Leading data center operators are leveraging AI to mitigate these environmental impacts and even enable net positive impacts. As far back as 2016, Google was using DeepMind to reduce the energy used for data center cooling by 40%. Meta's open-source AI model is generating concrete mixtures with up to a 40% lower carbon footprint than the regional industry standard. AI applications that ease the burden of hourly time matching are enabling data centers to run on 24/7 carbon-free energy.
In addition to economic and environmental impacts, data centers also impact the communities in which they're located. It is incumbent on data center operators to be good neighbors. That means mitigating impacts like noise pollution and habitat destruction. Leading developers are modifying their designs to reduce noise and proactively support biodiversity through efforts like preserving habitats for bees and planting new trees.
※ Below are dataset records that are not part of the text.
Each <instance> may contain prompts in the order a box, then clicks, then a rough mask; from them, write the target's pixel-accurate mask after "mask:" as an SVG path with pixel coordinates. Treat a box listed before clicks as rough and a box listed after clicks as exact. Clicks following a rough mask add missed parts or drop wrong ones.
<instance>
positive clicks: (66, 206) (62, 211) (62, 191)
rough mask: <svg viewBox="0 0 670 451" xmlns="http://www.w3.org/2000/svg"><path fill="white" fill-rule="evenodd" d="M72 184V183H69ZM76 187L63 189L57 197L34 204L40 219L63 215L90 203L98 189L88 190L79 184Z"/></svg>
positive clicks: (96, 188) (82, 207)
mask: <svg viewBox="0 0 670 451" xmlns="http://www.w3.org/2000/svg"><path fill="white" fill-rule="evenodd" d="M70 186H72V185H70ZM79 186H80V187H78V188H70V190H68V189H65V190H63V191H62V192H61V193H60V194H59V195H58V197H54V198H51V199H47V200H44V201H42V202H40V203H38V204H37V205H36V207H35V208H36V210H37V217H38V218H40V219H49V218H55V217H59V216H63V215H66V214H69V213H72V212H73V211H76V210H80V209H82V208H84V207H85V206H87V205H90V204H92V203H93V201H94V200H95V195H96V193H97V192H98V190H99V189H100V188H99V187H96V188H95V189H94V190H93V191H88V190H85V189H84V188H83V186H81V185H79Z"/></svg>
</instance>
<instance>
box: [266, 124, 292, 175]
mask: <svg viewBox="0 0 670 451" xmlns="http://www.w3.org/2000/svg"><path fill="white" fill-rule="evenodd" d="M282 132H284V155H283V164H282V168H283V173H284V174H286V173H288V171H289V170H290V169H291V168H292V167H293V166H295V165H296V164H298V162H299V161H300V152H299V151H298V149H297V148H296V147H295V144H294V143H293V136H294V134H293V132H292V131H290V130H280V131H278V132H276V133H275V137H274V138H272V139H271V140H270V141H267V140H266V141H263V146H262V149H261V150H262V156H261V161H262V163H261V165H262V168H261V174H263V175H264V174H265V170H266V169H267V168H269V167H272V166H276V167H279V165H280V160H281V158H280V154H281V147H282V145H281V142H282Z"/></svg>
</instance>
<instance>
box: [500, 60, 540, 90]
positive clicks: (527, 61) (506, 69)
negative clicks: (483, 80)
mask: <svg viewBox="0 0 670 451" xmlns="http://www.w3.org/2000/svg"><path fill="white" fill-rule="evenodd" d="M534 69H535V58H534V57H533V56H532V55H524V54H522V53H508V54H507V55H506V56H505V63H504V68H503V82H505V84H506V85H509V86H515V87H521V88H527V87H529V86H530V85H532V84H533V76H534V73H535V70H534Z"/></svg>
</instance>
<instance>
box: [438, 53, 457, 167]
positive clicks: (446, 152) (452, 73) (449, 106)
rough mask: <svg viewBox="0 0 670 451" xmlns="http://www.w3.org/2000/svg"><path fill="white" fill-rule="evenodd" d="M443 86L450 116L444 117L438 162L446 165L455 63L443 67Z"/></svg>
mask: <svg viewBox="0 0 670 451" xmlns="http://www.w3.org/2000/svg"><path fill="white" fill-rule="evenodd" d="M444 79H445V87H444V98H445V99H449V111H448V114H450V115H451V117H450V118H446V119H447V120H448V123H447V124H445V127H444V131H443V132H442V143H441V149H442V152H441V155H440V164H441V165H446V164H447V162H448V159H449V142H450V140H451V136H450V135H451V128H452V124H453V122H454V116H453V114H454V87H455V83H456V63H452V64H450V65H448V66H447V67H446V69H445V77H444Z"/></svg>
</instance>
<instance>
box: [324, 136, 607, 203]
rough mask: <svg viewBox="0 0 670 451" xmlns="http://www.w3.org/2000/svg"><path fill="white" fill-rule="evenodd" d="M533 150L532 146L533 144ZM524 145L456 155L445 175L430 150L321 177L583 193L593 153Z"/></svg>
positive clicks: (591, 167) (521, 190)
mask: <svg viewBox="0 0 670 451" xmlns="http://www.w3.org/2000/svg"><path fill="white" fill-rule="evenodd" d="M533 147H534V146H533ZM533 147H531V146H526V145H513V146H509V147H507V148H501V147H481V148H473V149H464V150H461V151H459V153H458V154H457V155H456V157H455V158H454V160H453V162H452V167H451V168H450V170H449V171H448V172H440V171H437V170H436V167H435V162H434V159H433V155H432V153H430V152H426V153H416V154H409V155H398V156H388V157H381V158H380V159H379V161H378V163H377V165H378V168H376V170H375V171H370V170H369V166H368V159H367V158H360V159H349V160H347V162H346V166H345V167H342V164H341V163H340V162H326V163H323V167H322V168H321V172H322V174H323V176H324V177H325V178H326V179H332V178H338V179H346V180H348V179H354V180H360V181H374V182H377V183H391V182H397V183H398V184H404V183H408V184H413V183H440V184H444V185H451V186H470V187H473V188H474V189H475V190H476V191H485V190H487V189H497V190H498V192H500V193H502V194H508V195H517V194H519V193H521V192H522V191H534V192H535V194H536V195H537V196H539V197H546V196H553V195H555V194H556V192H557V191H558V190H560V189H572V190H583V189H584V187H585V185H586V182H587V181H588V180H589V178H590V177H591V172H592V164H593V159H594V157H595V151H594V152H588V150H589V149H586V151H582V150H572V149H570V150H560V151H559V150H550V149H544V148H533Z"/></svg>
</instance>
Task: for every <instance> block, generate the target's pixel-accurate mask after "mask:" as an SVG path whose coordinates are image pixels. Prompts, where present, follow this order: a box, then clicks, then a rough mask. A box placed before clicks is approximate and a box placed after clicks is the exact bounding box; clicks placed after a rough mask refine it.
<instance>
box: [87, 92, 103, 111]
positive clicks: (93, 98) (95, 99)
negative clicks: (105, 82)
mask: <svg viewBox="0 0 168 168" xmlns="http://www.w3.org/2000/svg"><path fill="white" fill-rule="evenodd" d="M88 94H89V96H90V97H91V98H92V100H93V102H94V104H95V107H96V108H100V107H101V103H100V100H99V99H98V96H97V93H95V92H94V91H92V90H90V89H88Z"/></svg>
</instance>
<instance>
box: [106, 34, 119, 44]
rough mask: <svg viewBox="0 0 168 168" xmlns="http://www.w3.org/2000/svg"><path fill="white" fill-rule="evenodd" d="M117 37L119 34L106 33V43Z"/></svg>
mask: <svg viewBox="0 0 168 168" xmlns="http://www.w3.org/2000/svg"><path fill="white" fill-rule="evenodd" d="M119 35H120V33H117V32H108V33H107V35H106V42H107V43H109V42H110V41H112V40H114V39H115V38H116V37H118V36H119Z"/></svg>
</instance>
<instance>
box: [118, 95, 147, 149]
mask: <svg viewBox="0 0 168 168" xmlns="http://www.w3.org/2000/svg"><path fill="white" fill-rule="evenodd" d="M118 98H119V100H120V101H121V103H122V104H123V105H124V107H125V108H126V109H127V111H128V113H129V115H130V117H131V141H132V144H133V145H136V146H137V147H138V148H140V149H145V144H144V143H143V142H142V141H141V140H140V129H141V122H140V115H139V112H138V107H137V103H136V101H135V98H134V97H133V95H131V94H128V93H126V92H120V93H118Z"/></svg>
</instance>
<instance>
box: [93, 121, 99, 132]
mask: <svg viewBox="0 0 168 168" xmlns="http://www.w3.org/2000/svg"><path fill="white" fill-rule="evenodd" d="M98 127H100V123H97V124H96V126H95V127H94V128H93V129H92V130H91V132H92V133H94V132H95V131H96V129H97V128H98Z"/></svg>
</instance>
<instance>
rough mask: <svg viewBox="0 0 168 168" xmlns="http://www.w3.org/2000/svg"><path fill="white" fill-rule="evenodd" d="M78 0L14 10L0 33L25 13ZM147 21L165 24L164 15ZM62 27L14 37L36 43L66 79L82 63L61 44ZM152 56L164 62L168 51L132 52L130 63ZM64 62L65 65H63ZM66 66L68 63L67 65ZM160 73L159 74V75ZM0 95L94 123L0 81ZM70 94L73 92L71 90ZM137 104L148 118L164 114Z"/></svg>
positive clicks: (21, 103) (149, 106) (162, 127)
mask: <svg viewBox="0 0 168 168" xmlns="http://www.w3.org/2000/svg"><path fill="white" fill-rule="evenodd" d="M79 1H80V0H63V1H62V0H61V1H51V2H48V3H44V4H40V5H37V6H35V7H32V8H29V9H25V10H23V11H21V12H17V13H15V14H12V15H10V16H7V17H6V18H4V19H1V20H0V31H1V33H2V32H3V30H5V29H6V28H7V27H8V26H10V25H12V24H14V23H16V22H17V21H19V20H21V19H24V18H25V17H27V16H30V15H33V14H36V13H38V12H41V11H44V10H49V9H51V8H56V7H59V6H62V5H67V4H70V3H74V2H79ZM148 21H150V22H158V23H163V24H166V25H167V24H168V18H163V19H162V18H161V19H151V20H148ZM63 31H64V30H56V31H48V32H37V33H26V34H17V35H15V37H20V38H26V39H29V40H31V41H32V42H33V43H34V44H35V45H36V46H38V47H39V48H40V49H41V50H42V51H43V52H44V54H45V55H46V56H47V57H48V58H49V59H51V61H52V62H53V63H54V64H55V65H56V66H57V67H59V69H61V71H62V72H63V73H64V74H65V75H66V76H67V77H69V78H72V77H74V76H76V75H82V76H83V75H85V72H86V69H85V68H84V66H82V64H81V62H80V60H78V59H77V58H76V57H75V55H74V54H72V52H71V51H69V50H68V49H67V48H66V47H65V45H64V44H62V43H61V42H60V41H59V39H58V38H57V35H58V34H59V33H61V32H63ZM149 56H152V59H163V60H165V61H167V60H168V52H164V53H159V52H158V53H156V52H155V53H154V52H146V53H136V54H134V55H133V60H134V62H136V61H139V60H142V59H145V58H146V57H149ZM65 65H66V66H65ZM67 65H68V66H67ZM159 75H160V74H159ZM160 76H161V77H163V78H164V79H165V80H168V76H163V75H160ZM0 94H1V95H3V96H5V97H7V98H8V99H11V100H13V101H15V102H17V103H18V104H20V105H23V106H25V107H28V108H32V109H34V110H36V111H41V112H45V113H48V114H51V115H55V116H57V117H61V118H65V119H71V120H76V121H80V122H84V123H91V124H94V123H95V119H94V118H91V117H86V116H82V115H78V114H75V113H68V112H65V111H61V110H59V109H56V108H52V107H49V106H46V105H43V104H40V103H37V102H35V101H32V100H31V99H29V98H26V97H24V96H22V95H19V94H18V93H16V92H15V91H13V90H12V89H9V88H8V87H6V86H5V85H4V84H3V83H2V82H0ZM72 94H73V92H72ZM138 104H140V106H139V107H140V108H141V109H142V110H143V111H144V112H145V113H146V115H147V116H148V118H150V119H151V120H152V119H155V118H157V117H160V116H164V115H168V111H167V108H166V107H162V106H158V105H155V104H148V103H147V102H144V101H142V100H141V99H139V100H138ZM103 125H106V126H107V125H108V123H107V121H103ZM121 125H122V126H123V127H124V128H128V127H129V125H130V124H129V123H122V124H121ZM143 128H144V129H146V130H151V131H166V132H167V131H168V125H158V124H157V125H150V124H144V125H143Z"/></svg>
Being a good neighbor also means taking steps to generate positive impacts for the community. In Europe, for example, leading data center developers design their facilities to recover waste heat and channel it to local district heating systems. Many data center operators support local community initiatives with investments of time as well as monetary donations. Supporting education and career development is another way data center operators are positively impacting their communities.
AI Data Centers' Impacts Should—And Can—Be Positive
The rapid rise of artificial intelligence is dramatically amplifying the impact of data centers—by the AI work they do and their effects on economies, environments and communities. AI presents tremendous opportunities for positive impact in healthcare, education, agriculture and many other industries. It can also help us ensure data centers' economic, environmental and community impacts are positive.